O wyjątkowości obu protestów przesądza nie tylko ich podziemny charakter, ale też wiele niezwykłych epizodów i postaci, dzięki którym pamięć o strajkach z grudnia 1981 r. pozostaje żywa.
Na obraz strajków składają się m.in. przejmująca podziemna Wigilia, spędzona przy gasnących górniczych lampach, o chlebie, wodzie i jabłkach, historie wzajemnej pomocy i solidarności, próby złamania strajkujących, ale i nieoczywiste postawy ludzi - także tych z drugiej strony barykady, jak dyrektor kopalni Ziemowit Antoni Piszczek i komisarz wojskowy w tej kopalni płk Jerzy Szewełło, którzy – choć formalnie byli po przeciwnej stronie – zasłużyli na szacunek górników.
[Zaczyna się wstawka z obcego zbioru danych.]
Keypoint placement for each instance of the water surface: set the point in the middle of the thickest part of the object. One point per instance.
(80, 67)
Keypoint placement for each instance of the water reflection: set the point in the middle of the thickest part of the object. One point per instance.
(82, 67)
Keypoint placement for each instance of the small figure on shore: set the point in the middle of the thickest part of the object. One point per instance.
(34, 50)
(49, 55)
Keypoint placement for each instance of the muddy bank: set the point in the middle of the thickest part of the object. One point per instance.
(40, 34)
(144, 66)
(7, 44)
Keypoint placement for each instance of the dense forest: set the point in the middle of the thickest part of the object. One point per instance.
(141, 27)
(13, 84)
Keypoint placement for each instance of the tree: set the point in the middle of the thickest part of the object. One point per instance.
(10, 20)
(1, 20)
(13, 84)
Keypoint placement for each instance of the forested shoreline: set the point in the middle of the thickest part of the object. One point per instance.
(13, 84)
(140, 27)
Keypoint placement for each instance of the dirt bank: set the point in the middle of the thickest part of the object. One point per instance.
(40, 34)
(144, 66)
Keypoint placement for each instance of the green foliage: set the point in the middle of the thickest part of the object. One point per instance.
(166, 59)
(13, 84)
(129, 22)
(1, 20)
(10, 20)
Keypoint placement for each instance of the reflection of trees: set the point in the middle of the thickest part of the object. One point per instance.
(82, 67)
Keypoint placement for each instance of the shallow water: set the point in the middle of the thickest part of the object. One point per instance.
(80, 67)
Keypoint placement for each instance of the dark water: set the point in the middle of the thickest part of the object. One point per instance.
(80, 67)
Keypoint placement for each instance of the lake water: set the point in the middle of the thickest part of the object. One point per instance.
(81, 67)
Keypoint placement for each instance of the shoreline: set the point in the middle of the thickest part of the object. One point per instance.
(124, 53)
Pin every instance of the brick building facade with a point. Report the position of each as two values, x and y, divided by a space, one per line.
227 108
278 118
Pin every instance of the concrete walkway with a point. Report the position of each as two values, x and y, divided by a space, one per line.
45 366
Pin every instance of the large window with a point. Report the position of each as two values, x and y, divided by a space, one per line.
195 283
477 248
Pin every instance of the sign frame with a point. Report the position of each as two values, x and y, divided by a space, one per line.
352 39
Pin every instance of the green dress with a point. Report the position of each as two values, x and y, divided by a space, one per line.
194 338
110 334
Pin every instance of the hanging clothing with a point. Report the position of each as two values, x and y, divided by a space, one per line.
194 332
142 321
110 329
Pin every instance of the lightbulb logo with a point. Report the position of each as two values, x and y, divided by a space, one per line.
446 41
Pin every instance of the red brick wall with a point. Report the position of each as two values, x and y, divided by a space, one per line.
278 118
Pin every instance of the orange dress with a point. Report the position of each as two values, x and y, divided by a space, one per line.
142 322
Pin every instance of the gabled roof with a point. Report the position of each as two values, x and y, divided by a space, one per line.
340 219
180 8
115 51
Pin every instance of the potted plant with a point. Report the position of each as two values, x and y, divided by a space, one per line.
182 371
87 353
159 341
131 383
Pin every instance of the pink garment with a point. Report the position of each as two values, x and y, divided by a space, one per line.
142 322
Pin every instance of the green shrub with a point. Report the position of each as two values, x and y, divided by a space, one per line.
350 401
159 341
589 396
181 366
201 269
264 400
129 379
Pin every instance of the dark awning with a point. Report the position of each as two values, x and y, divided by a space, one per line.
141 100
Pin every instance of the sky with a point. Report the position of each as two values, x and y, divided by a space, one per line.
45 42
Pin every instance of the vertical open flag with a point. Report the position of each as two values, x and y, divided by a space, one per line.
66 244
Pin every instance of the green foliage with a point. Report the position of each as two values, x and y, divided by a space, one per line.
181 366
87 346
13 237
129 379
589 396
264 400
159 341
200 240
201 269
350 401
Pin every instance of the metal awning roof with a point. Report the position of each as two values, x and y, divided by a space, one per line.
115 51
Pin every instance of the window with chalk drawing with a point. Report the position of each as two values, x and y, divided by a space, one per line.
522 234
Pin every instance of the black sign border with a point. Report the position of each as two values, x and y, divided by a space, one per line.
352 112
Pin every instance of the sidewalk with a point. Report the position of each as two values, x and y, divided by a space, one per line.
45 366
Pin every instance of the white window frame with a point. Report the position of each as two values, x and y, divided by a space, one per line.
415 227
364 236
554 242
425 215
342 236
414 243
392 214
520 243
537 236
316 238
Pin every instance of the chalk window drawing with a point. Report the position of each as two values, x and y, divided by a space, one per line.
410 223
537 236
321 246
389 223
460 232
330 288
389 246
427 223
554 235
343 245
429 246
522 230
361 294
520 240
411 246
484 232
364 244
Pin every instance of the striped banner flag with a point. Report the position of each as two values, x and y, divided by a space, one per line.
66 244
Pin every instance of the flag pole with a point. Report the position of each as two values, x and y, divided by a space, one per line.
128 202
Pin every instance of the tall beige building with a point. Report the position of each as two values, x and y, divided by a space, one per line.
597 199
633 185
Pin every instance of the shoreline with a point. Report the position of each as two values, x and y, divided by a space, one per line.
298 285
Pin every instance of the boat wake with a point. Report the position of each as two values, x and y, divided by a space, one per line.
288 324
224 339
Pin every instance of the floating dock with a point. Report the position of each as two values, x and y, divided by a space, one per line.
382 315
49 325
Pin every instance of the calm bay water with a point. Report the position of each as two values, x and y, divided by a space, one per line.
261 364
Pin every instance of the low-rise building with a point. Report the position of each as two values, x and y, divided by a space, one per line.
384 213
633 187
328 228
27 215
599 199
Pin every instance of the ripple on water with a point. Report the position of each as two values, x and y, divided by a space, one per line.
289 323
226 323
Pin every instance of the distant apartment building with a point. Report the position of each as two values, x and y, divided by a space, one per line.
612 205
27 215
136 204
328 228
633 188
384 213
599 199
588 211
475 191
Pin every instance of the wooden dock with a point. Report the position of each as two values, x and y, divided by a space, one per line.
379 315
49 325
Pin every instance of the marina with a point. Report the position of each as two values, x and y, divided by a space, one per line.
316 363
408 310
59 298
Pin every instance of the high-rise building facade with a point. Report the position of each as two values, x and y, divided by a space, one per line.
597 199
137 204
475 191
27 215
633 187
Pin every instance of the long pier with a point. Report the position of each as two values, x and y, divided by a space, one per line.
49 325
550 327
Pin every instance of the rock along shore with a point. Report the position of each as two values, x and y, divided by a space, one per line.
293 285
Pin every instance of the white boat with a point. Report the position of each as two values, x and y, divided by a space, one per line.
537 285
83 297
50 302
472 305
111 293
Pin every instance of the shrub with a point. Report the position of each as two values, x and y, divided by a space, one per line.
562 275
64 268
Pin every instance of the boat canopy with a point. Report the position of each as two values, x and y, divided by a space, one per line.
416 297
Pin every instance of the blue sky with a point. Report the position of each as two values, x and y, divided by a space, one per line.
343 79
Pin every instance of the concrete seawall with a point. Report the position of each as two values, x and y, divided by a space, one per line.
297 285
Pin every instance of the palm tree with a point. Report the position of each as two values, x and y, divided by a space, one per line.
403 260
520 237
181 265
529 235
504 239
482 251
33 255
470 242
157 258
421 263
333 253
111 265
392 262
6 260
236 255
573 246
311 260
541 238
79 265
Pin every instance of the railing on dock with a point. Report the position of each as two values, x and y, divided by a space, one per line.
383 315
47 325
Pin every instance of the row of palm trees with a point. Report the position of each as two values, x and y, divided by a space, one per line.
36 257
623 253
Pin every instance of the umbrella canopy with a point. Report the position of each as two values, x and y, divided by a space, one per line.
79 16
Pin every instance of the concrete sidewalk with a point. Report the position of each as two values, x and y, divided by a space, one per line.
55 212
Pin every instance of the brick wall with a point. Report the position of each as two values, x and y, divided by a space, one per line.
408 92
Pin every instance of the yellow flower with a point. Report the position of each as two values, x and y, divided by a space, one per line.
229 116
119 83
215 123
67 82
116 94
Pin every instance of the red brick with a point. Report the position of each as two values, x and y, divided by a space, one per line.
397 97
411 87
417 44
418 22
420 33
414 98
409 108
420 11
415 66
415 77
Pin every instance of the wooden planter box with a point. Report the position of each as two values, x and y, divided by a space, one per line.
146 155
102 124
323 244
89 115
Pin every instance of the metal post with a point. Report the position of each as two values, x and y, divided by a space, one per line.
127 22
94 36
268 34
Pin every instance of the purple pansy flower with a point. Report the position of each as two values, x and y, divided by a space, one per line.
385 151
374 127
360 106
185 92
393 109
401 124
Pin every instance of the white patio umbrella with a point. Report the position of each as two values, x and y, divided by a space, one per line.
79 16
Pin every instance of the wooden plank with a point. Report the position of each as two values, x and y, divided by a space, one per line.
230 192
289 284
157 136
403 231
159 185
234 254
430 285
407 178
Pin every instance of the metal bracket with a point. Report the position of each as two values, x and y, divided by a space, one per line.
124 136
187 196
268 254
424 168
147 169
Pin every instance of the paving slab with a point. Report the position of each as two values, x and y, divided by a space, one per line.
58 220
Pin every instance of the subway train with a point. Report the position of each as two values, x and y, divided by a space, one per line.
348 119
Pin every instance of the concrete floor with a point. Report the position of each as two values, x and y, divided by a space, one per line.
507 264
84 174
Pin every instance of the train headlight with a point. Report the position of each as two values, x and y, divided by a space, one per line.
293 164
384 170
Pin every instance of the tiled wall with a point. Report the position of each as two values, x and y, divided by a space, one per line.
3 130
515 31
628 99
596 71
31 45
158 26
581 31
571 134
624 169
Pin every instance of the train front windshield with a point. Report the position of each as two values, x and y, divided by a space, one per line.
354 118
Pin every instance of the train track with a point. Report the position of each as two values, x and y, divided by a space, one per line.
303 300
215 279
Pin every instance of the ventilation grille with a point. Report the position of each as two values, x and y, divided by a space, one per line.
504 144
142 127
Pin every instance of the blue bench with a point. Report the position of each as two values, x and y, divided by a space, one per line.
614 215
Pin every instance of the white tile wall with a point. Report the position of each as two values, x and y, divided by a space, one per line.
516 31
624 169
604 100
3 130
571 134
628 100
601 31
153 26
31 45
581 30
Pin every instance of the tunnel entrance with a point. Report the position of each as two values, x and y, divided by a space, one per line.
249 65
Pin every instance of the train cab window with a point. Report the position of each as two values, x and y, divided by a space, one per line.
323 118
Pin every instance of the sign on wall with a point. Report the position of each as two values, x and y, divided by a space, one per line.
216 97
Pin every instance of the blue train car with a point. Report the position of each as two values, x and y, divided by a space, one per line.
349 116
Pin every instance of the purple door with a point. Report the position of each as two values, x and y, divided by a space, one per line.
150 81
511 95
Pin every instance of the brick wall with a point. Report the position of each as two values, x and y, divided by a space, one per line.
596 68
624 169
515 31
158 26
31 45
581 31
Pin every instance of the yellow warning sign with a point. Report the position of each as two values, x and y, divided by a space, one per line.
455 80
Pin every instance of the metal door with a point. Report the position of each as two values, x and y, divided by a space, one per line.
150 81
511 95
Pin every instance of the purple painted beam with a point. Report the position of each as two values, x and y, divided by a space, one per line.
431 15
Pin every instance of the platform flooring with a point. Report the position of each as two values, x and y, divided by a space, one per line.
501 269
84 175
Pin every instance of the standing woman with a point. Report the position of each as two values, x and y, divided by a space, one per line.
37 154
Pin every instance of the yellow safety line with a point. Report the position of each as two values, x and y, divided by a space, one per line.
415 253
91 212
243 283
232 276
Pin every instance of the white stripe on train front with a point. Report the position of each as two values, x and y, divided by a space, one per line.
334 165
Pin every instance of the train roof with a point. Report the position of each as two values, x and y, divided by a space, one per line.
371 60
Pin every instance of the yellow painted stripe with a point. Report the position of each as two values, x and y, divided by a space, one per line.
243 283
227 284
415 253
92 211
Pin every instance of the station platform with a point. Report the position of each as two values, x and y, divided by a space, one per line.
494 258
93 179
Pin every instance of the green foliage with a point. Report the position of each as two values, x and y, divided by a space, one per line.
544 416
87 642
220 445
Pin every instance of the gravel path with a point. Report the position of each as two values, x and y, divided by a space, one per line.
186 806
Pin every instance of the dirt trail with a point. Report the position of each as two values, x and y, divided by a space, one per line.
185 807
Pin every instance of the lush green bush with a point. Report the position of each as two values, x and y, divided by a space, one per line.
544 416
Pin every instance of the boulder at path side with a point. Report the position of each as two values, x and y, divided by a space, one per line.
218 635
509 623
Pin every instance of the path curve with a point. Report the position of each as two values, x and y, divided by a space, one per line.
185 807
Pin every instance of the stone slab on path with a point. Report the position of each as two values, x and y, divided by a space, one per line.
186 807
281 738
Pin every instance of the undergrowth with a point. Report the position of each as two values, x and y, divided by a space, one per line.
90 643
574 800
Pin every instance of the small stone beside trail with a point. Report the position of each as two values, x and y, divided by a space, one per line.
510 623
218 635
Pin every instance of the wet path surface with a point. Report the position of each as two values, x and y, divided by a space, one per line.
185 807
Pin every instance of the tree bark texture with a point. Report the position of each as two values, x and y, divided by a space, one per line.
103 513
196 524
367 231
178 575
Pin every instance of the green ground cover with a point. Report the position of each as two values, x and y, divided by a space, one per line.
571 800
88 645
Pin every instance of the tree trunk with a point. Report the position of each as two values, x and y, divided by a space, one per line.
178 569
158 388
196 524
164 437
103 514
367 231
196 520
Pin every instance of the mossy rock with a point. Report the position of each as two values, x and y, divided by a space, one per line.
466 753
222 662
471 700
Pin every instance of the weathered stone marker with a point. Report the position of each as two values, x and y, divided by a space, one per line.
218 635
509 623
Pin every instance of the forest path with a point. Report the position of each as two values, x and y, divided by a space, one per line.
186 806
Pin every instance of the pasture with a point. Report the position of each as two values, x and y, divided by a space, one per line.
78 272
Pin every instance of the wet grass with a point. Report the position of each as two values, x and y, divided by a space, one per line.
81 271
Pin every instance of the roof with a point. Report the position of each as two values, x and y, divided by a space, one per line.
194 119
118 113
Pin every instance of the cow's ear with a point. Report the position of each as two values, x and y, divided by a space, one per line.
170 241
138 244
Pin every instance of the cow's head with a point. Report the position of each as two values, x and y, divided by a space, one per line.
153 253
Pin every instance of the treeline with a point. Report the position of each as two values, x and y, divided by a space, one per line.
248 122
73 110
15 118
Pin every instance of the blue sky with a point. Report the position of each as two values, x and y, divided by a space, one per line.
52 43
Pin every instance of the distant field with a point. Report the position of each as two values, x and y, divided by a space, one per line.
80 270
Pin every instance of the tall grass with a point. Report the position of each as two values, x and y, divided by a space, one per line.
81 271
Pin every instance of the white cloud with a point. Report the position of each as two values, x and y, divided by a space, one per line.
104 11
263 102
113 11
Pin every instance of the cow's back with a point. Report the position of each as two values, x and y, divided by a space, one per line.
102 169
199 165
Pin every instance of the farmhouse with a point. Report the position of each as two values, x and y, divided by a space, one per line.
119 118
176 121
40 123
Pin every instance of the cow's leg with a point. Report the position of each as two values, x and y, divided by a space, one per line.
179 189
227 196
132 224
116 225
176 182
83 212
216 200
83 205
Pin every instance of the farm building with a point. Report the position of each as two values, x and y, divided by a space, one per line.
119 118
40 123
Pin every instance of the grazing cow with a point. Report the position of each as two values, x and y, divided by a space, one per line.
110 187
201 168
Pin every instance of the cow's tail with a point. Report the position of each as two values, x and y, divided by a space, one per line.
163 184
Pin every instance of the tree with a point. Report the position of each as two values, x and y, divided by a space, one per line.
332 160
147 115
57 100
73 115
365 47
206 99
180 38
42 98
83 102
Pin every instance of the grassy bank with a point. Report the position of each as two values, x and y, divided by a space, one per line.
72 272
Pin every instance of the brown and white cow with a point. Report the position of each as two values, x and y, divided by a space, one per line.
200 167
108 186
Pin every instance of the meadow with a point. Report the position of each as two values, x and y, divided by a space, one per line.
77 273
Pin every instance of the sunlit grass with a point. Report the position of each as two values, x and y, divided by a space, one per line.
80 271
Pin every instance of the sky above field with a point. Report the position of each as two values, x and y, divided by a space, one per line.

Ewenementem w okresie stanu wojennego było też uniewinnienie przez sąd przywódców strajku w kopalni Piast.
W kopalni Piast podziemny strajk rozpoczął się 14 grudnia, w Ziemowicie dzień później. W obu protestach początkowo uczestniczyło po ok. 2 tys. górników. Do końca wytrwało około tysiąca w każdej z kopalń – były to dwie najdłużej strajkujące w stanie wojennym kopalnie.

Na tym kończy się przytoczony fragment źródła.